Here is an alternative approach that relies on the built-in function keys
to do the sorting (the point being that ((nk ln(nk)) - n(k ln(k))) = nk ln(n), ie having n small sorts of k items is better than one large sort of n*k items): 这是一种依赖于内置功能
keys
进行排序的替代方法(关键是(((nk ln(nk))-n(k ln(k)))= nk ln(n),即n个小类别的k个项目优于一个大类别的n * k个项目):
# The intersection of an arbitrary number of sorted arrays
def intersection_of_sorted_arrays:
# intersecting/1 returns a stream
def intersecting($A;$B):
def pop:
.[0] as $i
| .[1] as $j
| if $i == ($A|length) or $j == ($B|length) then empty
elif $A[$i] == $B[$j] then $A[$i], ([$i+1, $j+1] | pop)

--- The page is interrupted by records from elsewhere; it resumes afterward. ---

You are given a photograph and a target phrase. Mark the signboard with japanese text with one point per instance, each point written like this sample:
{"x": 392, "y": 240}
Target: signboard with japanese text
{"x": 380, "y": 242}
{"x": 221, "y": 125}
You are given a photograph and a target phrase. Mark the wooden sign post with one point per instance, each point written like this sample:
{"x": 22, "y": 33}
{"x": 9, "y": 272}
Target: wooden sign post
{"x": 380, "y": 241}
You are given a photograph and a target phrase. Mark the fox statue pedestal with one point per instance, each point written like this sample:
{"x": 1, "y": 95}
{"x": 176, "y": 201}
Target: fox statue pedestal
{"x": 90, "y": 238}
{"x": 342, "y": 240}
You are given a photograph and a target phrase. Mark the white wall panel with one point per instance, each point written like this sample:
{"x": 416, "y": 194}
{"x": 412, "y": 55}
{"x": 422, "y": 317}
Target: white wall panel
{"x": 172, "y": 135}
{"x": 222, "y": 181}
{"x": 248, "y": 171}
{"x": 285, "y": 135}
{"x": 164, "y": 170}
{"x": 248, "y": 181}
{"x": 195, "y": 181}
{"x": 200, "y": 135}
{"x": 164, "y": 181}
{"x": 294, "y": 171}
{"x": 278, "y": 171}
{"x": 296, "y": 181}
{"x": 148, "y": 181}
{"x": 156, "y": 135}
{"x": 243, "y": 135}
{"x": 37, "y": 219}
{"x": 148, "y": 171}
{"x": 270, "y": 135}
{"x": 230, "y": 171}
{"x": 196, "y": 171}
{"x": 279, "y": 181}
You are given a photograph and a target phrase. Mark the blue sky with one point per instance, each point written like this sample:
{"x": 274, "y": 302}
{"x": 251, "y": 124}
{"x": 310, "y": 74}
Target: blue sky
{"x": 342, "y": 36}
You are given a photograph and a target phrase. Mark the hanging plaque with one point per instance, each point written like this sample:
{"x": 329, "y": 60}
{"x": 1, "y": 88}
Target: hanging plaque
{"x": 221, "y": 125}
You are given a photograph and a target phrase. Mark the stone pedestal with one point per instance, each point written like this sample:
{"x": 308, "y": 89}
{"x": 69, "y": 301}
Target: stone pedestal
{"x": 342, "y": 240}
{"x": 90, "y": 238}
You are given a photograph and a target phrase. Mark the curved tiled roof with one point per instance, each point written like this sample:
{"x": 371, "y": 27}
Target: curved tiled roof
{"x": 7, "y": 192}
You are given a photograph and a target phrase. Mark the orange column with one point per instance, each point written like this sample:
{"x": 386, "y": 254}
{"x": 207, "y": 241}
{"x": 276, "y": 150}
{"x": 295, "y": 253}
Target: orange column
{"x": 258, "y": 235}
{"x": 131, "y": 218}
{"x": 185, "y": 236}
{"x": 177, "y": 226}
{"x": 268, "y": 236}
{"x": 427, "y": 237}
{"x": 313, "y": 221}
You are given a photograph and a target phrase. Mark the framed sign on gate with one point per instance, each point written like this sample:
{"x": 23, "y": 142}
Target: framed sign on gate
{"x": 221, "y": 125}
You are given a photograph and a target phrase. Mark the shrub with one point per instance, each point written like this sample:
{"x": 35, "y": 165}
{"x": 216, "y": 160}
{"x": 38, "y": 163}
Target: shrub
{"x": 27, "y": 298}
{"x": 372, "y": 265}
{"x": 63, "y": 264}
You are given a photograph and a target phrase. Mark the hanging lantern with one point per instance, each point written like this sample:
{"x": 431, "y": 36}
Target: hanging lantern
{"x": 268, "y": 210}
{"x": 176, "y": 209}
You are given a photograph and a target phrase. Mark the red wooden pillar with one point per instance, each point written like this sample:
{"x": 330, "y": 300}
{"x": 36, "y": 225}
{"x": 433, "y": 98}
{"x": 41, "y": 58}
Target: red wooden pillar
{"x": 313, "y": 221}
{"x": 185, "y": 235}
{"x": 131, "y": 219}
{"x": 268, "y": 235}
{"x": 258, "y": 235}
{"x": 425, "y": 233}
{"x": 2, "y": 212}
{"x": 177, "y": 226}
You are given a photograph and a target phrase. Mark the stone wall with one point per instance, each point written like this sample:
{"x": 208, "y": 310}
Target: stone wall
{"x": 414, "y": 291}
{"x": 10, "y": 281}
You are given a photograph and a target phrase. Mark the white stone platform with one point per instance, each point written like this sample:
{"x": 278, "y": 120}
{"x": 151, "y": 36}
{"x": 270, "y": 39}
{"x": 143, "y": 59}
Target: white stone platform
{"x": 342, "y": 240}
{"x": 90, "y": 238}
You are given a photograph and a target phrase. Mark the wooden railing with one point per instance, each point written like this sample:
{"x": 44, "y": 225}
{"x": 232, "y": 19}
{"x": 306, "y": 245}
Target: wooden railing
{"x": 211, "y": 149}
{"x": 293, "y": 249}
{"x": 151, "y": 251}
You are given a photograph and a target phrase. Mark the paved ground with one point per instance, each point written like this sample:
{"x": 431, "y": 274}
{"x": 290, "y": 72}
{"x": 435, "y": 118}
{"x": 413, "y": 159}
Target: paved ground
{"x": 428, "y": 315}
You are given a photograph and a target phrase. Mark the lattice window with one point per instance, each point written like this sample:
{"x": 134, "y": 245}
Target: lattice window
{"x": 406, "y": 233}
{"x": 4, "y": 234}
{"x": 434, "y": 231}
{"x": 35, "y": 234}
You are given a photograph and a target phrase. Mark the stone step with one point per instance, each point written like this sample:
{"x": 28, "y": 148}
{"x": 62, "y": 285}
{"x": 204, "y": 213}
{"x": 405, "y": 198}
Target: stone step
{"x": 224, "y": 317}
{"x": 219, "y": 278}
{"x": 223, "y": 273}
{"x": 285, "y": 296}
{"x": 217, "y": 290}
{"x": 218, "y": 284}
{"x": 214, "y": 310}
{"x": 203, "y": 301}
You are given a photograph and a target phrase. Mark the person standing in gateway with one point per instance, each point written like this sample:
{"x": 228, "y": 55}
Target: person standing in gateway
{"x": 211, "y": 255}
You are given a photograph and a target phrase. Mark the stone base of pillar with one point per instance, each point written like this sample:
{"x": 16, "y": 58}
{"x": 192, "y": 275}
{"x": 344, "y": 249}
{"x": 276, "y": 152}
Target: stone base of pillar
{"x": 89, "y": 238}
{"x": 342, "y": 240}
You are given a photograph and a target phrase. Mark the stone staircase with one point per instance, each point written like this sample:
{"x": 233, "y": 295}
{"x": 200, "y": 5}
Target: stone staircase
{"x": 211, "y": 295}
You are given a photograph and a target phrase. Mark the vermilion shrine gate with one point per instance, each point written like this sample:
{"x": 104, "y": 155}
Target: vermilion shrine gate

elif $A[$i] < $B[$j] then [$i+1, $j] | pop
else [$i, $j+1] | pop
end;
[0,0] | pop;
reduce .[1:][] as $x (.[0]; [intersecting(.; $x)]);
To compute the keys common to all the objects: 要计算所有对象共有的键:
[.[] | keys] | intersection_of_sorted_arrays
Here is a sort-free and time-efficient answer that relies on the efficiency of jq's implementation of lookups in a JSON dictionary. 这是一个无排序且省时的答案,它依赖于jq在JSON字典中实现查找的效率。 Since keys are strings, we can simply use the concept of a "bag of words" (
bow
): 由于键是字符串,因此我们可以简单地使用“单词袋”(
bow
)的概念:
def bow(stream):
reduce stream as $word ({}; .[$word|tostring] += 1);
We can now solve the "Keys common to all objects" problem as follows: 现在,我们可以解决“所有对象共有的键”的问题,如下所示:
length as $length
| bow(.[] | keys_unsorted[])
| to_entries[]
| select(.value==$length).key
And similarly for the "Keys in more than one object" problem. 与类似的“键入多个对象”的问题类似。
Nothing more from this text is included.